Culture et idées

Le festival Entrevues projette l'argent roi

Ouverture samedi à Belfort de l'édition 2012 d'Entrevues, festival de cinéma bouillonnant qui programme une rétrospective de films consacrés à l'argent. Pour mieux comprendre la crise en cours ?

Ludovic Lamant

On est au bureau de poste des 4 000, à La Courneuve, au pied de l'une des tours. Au début des années 1990, 1993, 1994, on ne sait pas trop. C'est l'hiver au dehors. Un homme, sans doute retraité, s'approche, montre la caméra du doigt, demande à la réalisatrice, hors-champ : « Alors on peut dire n'importe quoi ? » – « Ce que vous voulez », rectifie Dominique Cabrera, qui signe là l'un de ces premiers documentaires.
L'homme marque un temps. Il reprend : « Ah, tiens, une question. » Il s'avance encore un peu, jusqu'à ce que sa tête occupe tout l'écran, puis c'est un flot de paroles qui déferle : « Où est l'argent de la France ? Y a bien du pognon en France ! (…) On est l'un des pays les plus riches (…) Alors il est où l'argent, puisqu'il y en a pour personne ? (…) L'argent dans un système capitaliste, c'est fait pour circuler. Mais là, ça circule pas. Y en a qui bloquent. (…) C'est tout. » Le vieil homme s'éloigne, ravi d'avoir déconstruit d'un coup des siècles de théorie économique construite autour de la « main invisible » d'Adam Smith, et quitte le bureau de poste.
Une poste à La Courneuve (1994) est proche d'un travail de sociologue : occupation patiente des lieux, observation intelligente, allers-retours de part et d'autre du guichet.
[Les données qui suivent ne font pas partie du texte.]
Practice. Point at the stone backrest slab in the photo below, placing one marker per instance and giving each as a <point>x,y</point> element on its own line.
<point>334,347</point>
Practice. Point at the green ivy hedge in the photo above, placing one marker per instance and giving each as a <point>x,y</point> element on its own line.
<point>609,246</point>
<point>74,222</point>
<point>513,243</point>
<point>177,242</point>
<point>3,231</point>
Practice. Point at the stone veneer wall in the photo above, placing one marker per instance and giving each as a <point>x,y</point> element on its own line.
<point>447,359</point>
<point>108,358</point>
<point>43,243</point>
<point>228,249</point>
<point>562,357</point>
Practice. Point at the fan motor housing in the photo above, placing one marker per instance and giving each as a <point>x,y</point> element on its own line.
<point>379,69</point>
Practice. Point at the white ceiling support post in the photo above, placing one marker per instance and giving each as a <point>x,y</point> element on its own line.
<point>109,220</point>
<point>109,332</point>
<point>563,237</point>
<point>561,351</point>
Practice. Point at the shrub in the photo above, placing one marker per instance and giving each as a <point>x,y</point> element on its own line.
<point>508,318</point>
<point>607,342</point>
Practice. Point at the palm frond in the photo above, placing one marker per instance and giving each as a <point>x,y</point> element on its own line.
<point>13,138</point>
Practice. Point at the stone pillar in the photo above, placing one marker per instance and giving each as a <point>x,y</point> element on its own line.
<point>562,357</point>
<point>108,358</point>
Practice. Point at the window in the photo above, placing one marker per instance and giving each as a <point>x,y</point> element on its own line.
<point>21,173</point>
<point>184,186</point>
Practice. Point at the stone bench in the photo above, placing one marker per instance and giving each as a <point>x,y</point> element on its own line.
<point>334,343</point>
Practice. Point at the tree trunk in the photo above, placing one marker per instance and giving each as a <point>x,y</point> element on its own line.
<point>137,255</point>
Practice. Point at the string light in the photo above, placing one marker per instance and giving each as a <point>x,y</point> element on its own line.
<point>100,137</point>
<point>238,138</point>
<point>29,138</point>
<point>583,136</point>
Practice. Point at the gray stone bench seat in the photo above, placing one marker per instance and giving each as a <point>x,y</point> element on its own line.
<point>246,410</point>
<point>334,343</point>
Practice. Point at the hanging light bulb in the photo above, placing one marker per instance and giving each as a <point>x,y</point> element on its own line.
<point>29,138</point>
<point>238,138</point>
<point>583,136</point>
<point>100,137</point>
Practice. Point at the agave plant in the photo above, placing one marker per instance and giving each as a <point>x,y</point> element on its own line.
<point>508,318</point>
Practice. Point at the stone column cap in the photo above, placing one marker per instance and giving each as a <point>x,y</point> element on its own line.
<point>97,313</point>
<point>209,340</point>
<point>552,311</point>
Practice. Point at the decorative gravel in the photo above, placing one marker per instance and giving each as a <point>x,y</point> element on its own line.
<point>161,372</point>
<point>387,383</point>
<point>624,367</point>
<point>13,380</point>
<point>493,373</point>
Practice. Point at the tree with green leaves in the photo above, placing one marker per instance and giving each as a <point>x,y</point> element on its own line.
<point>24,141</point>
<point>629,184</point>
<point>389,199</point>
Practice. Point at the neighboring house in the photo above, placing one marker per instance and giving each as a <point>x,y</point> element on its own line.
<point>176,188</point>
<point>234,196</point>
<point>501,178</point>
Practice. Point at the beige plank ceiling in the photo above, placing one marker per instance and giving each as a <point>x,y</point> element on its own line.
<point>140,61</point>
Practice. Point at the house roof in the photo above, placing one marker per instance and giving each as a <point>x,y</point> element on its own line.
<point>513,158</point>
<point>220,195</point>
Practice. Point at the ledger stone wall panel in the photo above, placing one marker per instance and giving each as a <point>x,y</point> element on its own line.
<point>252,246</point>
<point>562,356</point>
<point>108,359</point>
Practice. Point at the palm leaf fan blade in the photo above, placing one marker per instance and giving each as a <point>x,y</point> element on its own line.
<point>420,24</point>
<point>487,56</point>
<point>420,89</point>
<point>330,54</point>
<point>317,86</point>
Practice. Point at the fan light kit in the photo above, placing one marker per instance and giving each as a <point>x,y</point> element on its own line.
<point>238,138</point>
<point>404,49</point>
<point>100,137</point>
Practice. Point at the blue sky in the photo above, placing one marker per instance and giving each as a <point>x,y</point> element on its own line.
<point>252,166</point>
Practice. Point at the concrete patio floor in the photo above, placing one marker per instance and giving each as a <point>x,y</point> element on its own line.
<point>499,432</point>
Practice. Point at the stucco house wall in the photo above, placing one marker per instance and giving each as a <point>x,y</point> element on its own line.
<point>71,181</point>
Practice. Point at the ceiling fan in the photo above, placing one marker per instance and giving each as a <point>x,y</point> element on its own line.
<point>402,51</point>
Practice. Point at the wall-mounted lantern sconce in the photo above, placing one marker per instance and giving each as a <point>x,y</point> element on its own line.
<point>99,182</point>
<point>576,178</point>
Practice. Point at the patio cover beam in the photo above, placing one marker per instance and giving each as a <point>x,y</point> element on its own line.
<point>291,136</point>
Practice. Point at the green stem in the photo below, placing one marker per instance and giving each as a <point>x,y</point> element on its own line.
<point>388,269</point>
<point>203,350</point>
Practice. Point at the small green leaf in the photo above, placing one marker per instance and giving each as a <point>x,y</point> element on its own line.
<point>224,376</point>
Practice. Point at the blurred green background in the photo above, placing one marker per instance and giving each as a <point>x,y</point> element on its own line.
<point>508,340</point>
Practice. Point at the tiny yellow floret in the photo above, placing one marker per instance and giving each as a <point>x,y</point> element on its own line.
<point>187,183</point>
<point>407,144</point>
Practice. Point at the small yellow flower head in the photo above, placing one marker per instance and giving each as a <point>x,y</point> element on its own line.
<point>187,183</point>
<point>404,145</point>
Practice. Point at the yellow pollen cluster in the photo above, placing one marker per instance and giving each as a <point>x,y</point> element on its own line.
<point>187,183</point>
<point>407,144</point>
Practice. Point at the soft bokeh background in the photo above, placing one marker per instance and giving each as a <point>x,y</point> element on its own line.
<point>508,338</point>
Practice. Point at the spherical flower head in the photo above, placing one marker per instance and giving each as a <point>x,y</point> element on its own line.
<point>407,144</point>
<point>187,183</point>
La caméra enregistre, jamais ne s'impose, laisse venir les coups d'éclat. D'un côté de la vitre, des familles frappées par la crise, déjà elle, qui font la queue, s'impatientent, multiplient les acrobaties à l'approche des fins de mois, jonglent avec les très petites coupures. De l'autre côté, des employés censés représenter l'État, qui n'en mènent pas large, conscients des limites de leur action.